Attending the Informatica analyst conference last week, my POV of the lines between application and data integration are blurring, if not disappearing, was strengthened. Informatica described an architectural hub-and-spoke data integration pattern that one of their customers implemented using PowerCenter, coupled with persistence and other complementary technology. Informatica is now productizing that pattern in their Data Integration Hub (DIH) solution.
The classic Application Integration (AI) functionalities of publish/subscribe, canonical message models, routing, brokering, and orchestration are being implemented in the Data Integration (DI) world, and blurring the lines between the two integration domains.

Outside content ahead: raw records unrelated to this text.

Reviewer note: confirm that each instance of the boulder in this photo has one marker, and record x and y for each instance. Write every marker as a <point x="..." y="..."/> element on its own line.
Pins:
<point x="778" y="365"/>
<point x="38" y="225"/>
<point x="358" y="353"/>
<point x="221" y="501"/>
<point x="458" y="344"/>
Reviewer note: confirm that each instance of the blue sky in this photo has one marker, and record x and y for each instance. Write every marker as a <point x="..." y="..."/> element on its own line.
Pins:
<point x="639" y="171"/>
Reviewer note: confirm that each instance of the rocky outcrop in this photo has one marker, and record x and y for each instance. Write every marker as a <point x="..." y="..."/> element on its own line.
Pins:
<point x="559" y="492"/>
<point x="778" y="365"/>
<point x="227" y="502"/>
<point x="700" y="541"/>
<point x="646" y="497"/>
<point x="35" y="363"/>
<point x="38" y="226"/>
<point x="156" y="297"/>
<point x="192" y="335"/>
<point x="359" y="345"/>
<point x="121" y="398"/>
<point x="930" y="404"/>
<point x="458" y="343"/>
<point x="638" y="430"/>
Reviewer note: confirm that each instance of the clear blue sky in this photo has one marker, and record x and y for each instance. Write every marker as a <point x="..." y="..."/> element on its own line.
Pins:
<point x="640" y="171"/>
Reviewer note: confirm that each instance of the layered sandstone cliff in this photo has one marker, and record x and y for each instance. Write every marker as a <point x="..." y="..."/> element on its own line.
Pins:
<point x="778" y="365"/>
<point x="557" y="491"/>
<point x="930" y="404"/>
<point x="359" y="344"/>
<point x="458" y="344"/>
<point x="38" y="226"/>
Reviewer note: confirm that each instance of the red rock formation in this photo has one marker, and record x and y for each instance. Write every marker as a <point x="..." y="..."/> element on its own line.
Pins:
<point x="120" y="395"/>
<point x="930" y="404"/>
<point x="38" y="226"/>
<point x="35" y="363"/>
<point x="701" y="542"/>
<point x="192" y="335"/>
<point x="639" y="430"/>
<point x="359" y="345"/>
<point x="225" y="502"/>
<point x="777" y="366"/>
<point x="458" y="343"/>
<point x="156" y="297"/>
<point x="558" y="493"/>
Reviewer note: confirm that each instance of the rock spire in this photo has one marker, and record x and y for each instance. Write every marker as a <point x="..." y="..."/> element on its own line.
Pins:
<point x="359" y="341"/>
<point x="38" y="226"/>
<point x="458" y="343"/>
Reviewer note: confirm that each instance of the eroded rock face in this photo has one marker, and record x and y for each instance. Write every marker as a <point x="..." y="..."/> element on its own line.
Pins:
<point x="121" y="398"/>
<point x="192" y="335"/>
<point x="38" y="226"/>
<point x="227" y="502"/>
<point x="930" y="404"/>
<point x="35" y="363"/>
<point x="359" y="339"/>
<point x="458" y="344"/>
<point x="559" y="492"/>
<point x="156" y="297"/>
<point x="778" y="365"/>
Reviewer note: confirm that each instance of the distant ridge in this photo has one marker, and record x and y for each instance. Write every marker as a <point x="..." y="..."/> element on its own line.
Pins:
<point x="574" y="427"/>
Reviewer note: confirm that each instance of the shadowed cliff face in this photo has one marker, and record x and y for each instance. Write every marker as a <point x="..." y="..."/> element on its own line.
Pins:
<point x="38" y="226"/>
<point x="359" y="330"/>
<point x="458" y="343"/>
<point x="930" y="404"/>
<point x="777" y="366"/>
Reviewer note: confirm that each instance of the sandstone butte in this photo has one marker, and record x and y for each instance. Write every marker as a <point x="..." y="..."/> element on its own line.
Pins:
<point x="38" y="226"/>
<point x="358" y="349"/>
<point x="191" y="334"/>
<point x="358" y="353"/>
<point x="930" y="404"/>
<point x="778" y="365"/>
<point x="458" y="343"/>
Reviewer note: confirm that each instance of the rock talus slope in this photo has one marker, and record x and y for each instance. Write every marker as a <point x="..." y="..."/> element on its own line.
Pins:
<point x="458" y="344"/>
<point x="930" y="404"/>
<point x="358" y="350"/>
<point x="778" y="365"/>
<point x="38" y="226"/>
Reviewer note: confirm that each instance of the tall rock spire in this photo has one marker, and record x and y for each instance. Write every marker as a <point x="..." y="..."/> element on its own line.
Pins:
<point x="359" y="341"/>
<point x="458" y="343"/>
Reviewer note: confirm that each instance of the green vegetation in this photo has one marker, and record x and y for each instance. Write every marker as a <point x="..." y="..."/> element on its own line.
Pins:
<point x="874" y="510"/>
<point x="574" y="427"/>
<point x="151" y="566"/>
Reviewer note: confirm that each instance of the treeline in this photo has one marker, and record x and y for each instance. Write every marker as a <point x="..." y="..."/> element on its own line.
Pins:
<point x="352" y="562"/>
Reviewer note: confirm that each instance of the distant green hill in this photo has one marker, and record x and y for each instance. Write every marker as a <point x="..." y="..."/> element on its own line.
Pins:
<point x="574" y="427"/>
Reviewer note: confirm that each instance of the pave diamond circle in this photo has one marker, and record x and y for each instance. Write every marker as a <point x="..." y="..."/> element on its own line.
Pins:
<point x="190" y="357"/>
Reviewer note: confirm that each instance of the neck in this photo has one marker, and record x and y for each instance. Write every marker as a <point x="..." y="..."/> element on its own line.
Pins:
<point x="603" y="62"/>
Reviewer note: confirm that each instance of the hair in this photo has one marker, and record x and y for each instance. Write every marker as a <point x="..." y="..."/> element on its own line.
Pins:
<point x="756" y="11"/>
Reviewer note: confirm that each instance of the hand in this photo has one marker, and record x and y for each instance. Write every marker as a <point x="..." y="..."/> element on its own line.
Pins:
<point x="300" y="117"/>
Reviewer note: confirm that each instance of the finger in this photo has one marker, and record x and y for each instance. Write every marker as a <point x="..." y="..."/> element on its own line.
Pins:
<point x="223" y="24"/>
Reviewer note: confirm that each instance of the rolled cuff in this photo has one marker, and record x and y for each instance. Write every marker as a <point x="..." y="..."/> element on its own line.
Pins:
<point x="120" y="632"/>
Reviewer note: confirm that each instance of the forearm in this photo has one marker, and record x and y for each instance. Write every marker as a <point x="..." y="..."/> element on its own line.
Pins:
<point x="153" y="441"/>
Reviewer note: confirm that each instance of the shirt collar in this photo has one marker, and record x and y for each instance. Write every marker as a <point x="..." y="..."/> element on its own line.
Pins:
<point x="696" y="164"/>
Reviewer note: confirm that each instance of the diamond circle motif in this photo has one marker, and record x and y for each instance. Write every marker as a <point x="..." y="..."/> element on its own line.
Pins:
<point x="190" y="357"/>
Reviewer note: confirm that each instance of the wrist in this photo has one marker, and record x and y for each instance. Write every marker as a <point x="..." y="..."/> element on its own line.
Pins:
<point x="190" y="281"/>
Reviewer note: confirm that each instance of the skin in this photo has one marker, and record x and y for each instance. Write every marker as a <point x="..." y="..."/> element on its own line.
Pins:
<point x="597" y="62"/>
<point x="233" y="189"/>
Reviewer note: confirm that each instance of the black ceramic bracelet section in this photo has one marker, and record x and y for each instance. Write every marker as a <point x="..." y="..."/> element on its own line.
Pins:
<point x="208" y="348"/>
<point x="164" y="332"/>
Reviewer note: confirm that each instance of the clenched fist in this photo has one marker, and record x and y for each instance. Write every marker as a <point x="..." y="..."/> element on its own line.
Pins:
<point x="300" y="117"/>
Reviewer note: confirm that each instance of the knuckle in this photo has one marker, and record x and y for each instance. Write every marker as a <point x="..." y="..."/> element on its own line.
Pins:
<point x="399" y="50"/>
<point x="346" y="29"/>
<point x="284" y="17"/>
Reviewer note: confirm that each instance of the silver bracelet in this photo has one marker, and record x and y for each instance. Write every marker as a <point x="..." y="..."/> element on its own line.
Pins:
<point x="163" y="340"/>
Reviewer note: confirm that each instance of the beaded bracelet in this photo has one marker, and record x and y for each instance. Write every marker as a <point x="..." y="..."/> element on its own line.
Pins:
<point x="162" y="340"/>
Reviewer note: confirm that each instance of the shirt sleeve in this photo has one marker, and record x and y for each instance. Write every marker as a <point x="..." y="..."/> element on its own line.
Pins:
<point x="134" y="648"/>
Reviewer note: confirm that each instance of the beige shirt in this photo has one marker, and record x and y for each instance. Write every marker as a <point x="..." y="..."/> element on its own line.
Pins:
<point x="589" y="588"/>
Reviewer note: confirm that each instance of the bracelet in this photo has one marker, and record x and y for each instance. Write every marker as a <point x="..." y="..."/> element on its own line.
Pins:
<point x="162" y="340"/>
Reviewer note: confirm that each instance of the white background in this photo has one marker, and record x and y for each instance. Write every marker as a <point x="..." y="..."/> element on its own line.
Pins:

Data formatting, transformation, enrichment are features that both domains have shared, because at the heart of every application programming interface (API) call is data. More recently, Change Data Capture (CDC) has brought real-time data messaging to the DI world.

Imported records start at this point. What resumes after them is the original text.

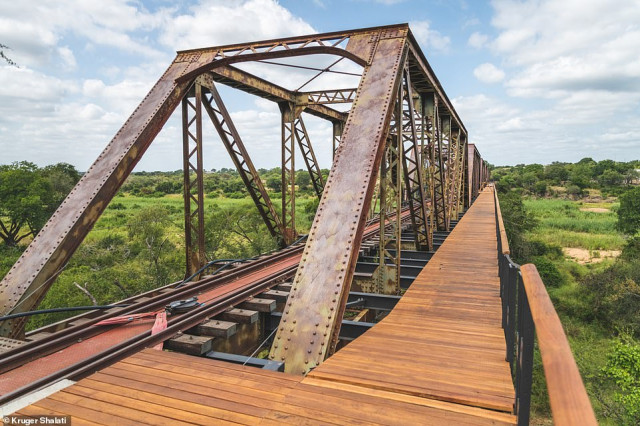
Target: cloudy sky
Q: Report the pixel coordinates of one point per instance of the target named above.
(533, 81)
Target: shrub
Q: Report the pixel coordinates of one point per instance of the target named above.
(549, 273)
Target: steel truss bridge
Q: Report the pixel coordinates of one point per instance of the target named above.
(407, 240)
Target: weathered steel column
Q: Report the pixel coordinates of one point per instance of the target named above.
(193, 191)
(412, 166)
(309, 156)
(288, 171)
(337, 135)
(387, 274)
(311, 321)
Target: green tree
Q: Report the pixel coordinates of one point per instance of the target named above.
(274, 183)
(556, 172)
(610, 177)
(148, 228)
(517, 221)
(629, 212)
(623, 368)
(26, 201)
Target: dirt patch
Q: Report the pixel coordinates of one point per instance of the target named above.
(595, 209)
(584, 256)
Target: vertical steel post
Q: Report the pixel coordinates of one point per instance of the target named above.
(412, 166)
(337, 136)
(288, 171)
(193, 180)
(230, 137)
(309, 156)
(387, 274)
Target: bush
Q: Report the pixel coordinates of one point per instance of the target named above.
(117, 206)
(629, 212)
(615, 295)
(549, 273)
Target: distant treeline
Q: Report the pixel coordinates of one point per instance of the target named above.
(217, 183)
(572, 179)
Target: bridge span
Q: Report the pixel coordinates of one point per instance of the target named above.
(400, 306)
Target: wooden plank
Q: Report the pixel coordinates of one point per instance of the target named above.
(277, 295)
(216, 328)
(242, 316)
(443, 340)
(189, 344)
(258, 304)
(570, 403)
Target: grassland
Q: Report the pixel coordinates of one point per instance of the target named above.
(562, 223)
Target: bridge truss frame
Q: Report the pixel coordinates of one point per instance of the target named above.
(432, 161)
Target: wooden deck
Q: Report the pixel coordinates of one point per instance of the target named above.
(437, 358)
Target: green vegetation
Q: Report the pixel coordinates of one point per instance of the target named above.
(138, 242)
(573, 236)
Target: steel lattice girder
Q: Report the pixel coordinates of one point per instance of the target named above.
(336, 232)
(310, 324)
(193, 183)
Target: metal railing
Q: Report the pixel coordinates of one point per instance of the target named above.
(527, 311)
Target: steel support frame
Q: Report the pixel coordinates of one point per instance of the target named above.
(337, 135)
(309, 157)
(412, 165)
(232, 141)
(387, 274)
(288, 171)
(320, 289)
(193, 189)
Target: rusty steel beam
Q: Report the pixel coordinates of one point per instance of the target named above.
(413, 175)
(387, 274)
(310, 324)
(304, 143)
(249, 83)
(358, 48)
(437, 159)
(230, 137)
(337, 136)
(193, 188)
(425, 80)
(321, 97)
(289, 113)
(29, 279)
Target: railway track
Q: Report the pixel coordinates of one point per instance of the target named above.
(77, 347)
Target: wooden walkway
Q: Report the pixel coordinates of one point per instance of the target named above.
(437, 358)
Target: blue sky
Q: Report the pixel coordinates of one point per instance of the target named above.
(533, 81)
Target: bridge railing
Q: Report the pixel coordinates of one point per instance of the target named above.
(527, 312)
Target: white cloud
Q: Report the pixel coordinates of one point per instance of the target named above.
(570, 45)
(573, 81)
(235, 22)
(488, 73)
(477, 40)
(429, 38)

The primary functional difference between AI and DI is the interface layer. AI interfaces at the API level whereas DI interfaces at the database level. The primary non-functional difference is the way that data volume is realized. An easy illustration is considering 1000 records of data being sent between applications. An AI scenario would represent those records as individual messages, sent 1000 times. In a DI scenario, those 1000 records would be sent in one message. Therefore, DI scenarios are not ideal when implemented in application integration Enterprise Service Buses, simply because ESBs are not engineered to process large data sets in each interaction.
Q: So if both approaches have their place, why are the lines blurring?
A: The technology they are being implemented in.
If a data integration product can’t call REST and SOAP APIs; or an application integration product can’t interact directly with a database; neither one of the vendors selling those products will get far in today’s IT landscape. Some of the larger vendors handle both approaches, but with different product sets, meaning customers need to spend more on software licensing to handle the two different scenarios. Other vendors focus on one or the other, and have some overlaps in each so they can claim to be all things to all people.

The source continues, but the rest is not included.